I picked up this title because I was thoroughly impressed with the writing of Alan Glynn in Limitless. And this book also orchestrates the same fluent, reader-captivating persona that Glynn's talent is.
Winterland is a crime thriller which takes place in the idyllic town of Dublin in Ireland. Irish city and it's landmarks are vivid in description. The story is short spanned, happens within a period of three weeks. And in these three weeks, the life of Gina Rafferty spirals in, recoils out and she unravels the most gruesome truth that she has ever faced.
One evening, within few hours, Gina's nephew and brother, both named Noel, dies. One by a gunshot and one in a speculated car accident. Gina sees the swell of people who gather around in the mourning. But somehow, her gut feeling doesn't subside. She can't put the two deaths in different strings, can't accept them that they are not a part of a homogeneous subversion. She starts to become agitated and starts fact finding and soon meets a unholy mess of events.

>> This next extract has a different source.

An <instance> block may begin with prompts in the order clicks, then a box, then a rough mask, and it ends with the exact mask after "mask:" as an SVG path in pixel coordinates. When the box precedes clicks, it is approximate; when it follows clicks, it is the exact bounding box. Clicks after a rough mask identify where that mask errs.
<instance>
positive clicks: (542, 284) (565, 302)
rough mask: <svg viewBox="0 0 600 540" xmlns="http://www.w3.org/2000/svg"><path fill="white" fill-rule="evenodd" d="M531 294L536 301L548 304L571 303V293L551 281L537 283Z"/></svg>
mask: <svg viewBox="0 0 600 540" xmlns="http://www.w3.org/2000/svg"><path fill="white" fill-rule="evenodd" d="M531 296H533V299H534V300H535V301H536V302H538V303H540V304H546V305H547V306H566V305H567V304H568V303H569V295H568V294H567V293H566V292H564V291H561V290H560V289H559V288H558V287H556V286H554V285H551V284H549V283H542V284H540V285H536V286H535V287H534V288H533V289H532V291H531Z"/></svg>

The other story is about construction maverick Paddy Norton and his biggest project till date, The Richmond Plaza towering in the Dublin sky. Richmond Plaza is poised to be the biggest sky-scrapper in Ireland and one of the tallest in Europe. Gina's brother Noel was the chief construction engineer for Richmond Plaza before his untimely death. On other side, Paddy Norton has a long, time-tested tie with soon-to-be-prime-minister of Ireland, Larry Bolger. Larry started into politics 25 years ago, after his brother who was supposed to take a leading position in the Irish politics died in another car wreck with three other people.
The third story is about those three other people, well not about them but the only blood relationship of those three other people - Mark Griffin. He is the usual guy raised by his uncle and aunt who knows that Larry Bolger's rise to power is related with the car wreck that happened 25 years ago. And like Gina, he also can't put this story to rest, however he doesn't do anything, only cringes inside. Unless he is approached by Gina who states that she sees a pattern in the accidents of her brother and Mark's family.
But is this a discernible image. No, this is a pattern that can't be proved in facts, can't be extrapolated linearly with the proof that Police has to show. The line blurs somewhere and this is where Gina starts to do things. She starts to question people, starts to doubt motives of people and even wonders whether they are connected to something as long as 25 years ago.
Told in Glynn's unmistakeable lucid prose, wonderfully crafted and engagingly keeping the reader on his/her toes, this is one hell of a crime thriller. Viscerally wrenching with suspense, this is a true page turner. The story starts off slowly and then it develops the pace and just runs to the end in a stretch, without giving the reader any respite.
The difference between this one and other books of the same genre is that here, from the very beginning, we know what the links are and who is the mastermind behind all the crimes. How the aspiration of greed lubricated with the power of politics goes beyond bound, crawls beyond proportion. This is a chain of events that keeps going vertically to the shams of corruption and blood-fest. And Glynn lays it bare, he lays it bare that who is the criminal. But the reader still keeps reading to know how did it reach to the tip of the toe, how did the sky-kissing Richmond Plaza crashes into other people, tormenting people and defining truth.
Having read quite a few contemporary thrillers, I must say that this is not the path-breaker. This is not the best of the lot, this is not the epic story of Lisbeth Salander. The plot is definitely interesting but it is modestly sowed. It is not weak, it is not astounding but it is what the characters needed and that is where the novel excels. Bearing a distinct degree of separation of how crime suspense is dealt in contemporary novels, this is a fascinatingly engrossing tale.
Recommendation - Go read it and judge. 4 out of 5.